Feb. 25, 2021: The prices of Treasury securities https://www.federalreserve.gov/econres/notes/feds-notes/the-treasury-market-flash-event-of-february-25-2021-20210514.htm dropped sharply amid strained liquidity conditions, before recovering within about an hour.
Aug. 26, 2019: The Turkish lira tumbled as investors cut risk exposure and briefly boosted the safe haven yen against the lira.
Jan. 3, 2019: Major currencies experienced a flash crash against the yen, driven primarily by technical, not fundamental, factors.
Oct. 7, 2016: Sterling lost as much as 10% of its value in just a few minutes of trading, fueled by concerns about the vulnerability of the currency and other British assets to Brexit.
Aug. 24, 2015: U.S. equity markets and equity-related futures markets experienced unusual price volatility https://www.cfainstitute.org/en/advocacy/issues/flash-crashes#sort=%40pubbrowsedate%20descending, sending the SPDR S&P 500 ETF Trust down 7.8% five minutes after the market opened. The ETF recovered its losses within the next five minutes.
Oct. 15, 2014: The market for U.S. Treasury securities experienced high levels of volatility and Treasury futures prices fell rapidly amid diminished liquidity. The incident sparked a regulatory investigation.

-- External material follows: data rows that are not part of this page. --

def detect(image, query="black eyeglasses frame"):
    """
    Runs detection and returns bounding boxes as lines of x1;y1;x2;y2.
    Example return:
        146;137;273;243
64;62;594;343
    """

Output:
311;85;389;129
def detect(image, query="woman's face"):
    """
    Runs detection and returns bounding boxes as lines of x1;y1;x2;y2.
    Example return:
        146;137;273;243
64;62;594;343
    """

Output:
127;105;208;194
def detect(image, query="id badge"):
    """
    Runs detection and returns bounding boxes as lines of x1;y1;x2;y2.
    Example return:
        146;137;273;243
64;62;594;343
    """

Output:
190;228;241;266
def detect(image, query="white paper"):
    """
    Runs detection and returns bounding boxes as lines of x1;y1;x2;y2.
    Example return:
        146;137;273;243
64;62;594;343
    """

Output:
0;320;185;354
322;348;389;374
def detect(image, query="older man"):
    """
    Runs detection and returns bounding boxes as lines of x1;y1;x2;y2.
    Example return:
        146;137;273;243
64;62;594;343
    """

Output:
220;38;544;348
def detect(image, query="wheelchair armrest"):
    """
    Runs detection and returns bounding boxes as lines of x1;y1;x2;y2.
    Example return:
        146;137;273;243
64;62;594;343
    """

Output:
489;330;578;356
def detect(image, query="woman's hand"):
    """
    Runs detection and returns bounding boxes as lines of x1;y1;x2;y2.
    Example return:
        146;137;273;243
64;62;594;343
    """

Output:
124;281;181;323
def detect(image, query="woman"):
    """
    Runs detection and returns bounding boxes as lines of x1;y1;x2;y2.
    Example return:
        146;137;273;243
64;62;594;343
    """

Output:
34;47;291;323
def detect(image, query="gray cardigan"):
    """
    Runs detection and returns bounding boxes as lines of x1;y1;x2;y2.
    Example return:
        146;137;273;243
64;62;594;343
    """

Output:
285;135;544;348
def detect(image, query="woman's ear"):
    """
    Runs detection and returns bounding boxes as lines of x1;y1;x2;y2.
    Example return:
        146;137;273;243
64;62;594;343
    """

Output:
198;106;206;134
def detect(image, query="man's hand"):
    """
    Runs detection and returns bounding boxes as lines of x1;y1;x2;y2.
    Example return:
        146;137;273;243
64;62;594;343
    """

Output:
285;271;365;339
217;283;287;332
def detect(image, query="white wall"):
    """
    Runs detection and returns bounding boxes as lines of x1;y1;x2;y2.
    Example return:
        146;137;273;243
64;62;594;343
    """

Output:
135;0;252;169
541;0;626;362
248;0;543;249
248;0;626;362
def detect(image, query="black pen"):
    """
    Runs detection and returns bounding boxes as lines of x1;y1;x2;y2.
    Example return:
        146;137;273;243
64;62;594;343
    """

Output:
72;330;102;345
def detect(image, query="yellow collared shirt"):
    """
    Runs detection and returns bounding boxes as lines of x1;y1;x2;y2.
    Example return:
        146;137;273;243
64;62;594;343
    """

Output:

While that found no single cause, it noted record trading volumes, a decline in order book depth, and changes in order flow that day that may have contributed to the crash.
May 4, 2010: Unsettled market conditions combined with a massive sell order for a popular futures security sent the Dow plunging around 9% in a matter of minutes before rebounding.
The event was coined the “flash crash,” and it led U.S. regulators to a safeguard known as “Limit-Up Limit-Down,” that prevents stocks from trading outside a specific range based on recent prices, pausing trading in the stocks in question when prices breach the bands.
In 2016, a London-based trader was convicted of manipulating the futures market in a way that contributed to the 2010 flash crash.